Feeding / shared meals (children under 5): Among fathers who live with children under age 5, non-Hispanic Black fathers are especially likely to eat meals (or feed) them daily. For example, 78% of non-Hispanic Black coresidential fathers ate meals every day with children under 5, compared with 74% of non-Hispanic white fathers. (CDC)
Bathing, dressing, diapering (young children): Black fathers who live with children under 5 are most likely of the demographic groups considered to bathe/dress/diaper every day. Roughly 70% of Black coresidential fathers did these care tasks daily, more often than white or Hispanic fathers in the same bracket. (CDC)
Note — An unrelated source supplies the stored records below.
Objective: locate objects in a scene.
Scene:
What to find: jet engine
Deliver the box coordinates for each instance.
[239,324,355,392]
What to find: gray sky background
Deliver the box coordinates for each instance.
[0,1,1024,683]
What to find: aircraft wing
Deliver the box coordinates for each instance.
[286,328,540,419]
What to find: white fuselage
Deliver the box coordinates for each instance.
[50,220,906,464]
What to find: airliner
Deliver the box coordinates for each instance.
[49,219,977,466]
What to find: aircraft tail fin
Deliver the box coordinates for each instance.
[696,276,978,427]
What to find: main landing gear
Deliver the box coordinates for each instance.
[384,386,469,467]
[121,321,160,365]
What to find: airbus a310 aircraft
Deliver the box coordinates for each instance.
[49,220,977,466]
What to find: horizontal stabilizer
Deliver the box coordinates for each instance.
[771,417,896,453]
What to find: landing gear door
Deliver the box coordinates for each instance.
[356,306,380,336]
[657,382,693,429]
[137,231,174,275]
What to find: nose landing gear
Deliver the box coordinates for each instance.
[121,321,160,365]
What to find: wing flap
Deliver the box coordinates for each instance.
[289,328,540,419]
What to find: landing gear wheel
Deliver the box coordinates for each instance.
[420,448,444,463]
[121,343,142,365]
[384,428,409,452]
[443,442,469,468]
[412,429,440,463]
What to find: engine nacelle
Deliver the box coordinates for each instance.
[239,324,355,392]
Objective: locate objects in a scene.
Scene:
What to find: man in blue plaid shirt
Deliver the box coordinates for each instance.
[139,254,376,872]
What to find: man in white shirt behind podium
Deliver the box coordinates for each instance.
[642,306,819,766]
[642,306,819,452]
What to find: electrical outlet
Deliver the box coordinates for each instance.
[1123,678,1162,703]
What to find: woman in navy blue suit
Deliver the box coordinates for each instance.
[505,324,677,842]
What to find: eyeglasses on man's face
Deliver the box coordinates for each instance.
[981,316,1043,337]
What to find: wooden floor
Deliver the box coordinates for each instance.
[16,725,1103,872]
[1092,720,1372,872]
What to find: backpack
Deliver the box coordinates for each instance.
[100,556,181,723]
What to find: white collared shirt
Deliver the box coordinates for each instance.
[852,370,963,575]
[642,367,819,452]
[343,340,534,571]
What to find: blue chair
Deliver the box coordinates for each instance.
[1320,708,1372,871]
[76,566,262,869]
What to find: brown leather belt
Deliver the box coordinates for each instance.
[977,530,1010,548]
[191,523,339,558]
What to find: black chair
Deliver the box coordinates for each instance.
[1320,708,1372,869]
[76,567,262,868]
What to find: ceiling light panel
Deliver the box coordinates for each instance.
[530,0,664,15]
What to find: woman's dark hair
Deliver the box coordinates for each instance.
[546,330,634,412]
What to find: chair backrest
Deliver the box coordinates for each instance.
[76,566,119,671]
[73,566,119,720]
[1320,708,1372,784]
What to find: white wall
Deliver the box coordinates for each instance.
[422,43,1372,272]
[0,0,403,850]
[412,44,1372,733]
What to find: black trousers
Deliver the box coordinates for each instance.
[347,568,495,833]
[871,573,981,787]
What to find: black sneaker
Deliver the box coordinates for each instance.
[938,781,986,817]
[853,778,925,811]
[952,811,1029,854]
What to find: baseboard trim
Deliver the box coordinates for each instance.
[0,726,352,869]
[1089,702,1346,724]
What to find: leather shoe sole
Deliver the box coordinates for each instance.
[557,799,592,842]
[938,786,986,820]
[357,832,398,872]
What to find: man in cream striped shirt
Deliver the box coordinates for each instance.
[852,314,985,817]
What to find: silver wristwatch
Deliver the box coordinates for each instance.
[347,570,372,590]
Reading to children: While reading every day is a stretch for many (especially under non-residential conditions), the data show that among coresidential fathers, Black fathers’ rates are strong. The report shows variations by race, age, education, but Black fathers are consistently part of the engaged group. (CDC)
2. Engagement even when fathers are not living with all their children
Sometimes fathers don’t live full-time with their children; life circumstances are complex. But involvement doesn’t stop there—and Black fathers are not absent just because they are non-coresidential.
Many fathers who live apart still maintain engagement via eating meals, playing, reading. Though the “every day” numbers drop vs coresidential fathers, Black nonresident fathers do better, proportionally, than many might assume. For example, the proportion of nonresident fathers who “never” eat a meal with their nonresident children is lower for Black fathers than for some other groups. (CDC)
With school-aged children (5-18 years), Black fathers living with their children are more likely than some peers to help with homework every day. The report specifically notes that 41% of Black coresidential fathers helped or checked homework daily, compared with 28% of white fathers and 29% of Hispanic fathers. (CDC)
3. Black dads’ self-perception: taking fatherhood seriously
It’s one thing to act, another to feel the weight and honor of what a father is and wants to be.
The CDC report asked fathers how good a job they think they’re doing. Unsurprisingly, fathers who live with their children are more likely to say they are doing very good jobs than those who do not live with their children. This includes many Black fathers. (CDC)
Even among fathers not living with all their children, many don’t see themselves as failing, they are doing what they can, and the involvement metrics show that. The narrative that nonresident means disengaged just doesn’t hold up to the data. (CDC)
4. Why this matters
Because father involvement, especially consistent, daily or near-daily involvement, correlates with so many positive outcomes:
Better cognitive development, academic success
Stronger emotional regulation, fewer behavior challenges
Reduced likelihood of risky behaviors in adolescence
Higher self-esteem and stability
Not just because fathers are present, but because they participate, they listen, nurture, teach, play.
Final Thoughts
Black fathers are often cast in deficit-oriented light in media and social conversation. That’s a choice, not a necessity. The CDC data shows Black fathers doing the work: feeding, dressing, teaching, helping with homework, being there emotionally. In all kinds of measurable ways, they contribute to their children’s growth, well-being, and opportunity.
So here’s to Black dads:
To those feeding their kids even when work schedules are tight.
To those helping with homework late at night.
To those reading the same bedtime book one more time, even though they’re exhausted.
To those stepping up, staying present, speaking life and love into children’s lives.
You are seen. You matter. Your everyday acts ripple outward, building stronger families, stronger communities. Thank you for being fathers, teachers, protectors, and inspirations.